Decide on extensions to tokeniser settings

VirtualFlyBrain / vfb-solr

Solr config for the Virtual Fly Brain

0 stars 0 forks source link

Decide on extensions to tokeniser settings #3

Open dosumis opened 4 years ago

dosumis commented 4 years ago

Building the new VFB-solr for pipeline 2 gives us an opportunity to revisit tokenization (how SOLR spilts strings into separately searchable units).

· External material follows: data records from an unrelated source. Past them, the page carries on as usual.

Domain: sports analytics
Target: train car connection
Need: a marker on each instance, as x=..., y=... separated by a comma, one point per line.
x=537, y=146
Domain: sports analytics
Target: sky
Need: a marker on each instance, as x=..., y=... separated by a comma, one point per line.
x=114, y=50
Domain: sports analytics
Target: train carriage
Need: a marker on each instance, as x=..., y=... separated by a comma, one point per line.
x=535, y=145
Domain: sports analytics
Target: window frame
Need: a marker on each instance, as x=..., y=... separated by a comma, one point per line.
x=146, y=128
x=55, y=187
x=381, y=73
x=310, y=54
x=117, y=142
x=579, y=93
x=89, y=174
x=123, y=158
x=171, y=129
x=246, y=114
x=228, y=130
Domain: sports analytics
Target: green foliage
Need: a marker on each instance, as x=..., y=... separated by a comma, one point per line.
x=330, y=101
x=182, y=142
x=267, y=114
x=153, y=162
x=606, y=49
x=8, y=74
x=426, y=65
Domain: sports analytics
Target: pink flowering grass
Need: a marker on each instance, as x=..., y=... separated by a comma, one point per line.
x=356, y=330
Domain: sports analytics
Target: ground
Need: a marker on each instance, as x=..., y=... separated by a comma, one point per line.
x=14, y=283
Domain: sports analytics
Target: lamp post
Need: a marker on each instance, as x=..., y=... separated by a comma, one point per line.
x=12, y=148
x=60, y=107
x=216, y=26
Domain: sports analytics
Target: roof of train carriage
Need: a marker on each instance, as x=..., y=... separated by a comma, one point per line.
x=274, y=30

As I understand it, autosuggest finds matches from the start of tokens, so deciding what to split on can have a major effect on what is discoverable.

Example decisions:

What special characters should we split on? Should we split on number/letter boundaries? Should we split on case boundaries?

Anything else?

CC @Clare72 @admclachlan @Robbie1977 - Please add examples of any names you can think of that might require some special tokenization

dosumis commented 4 years ago

Analysis

List of all special characters currently in labels:

{'∩', '+', 'α', '[', '(', ']', 'β', 'γ', '{', "'", '\', '/', '.', ',', ')', '-', '}', 'ε', '_', '&'} # TODO - check synonyms

see https://gist.github.com/dosumis/7ecf8626bf88efb43134b59953341dc2

admclachlan commented 4 years ago

Example from UX testing (already talked about this but posting here):

Searching for 'MBON09" does not find the synonym 'MBON-09' of 'mushroom body output neuron 9'. Splitting on letter/number boundary would solve this if I understand correctly. But, I assume just always splitting on letter/number boundaries would cause problems with terms which don't need to be split, for example AV5 neuron. Is it possible to apply more 'aggressive' tokenisation if there are few results? Or if part of the string searched for matches a type?

dosumis commented 4 years ago

I think it's possible to have multiple indexes following different tokenizations (so one index would have MBON 09 and another MBON09). Will have to check though.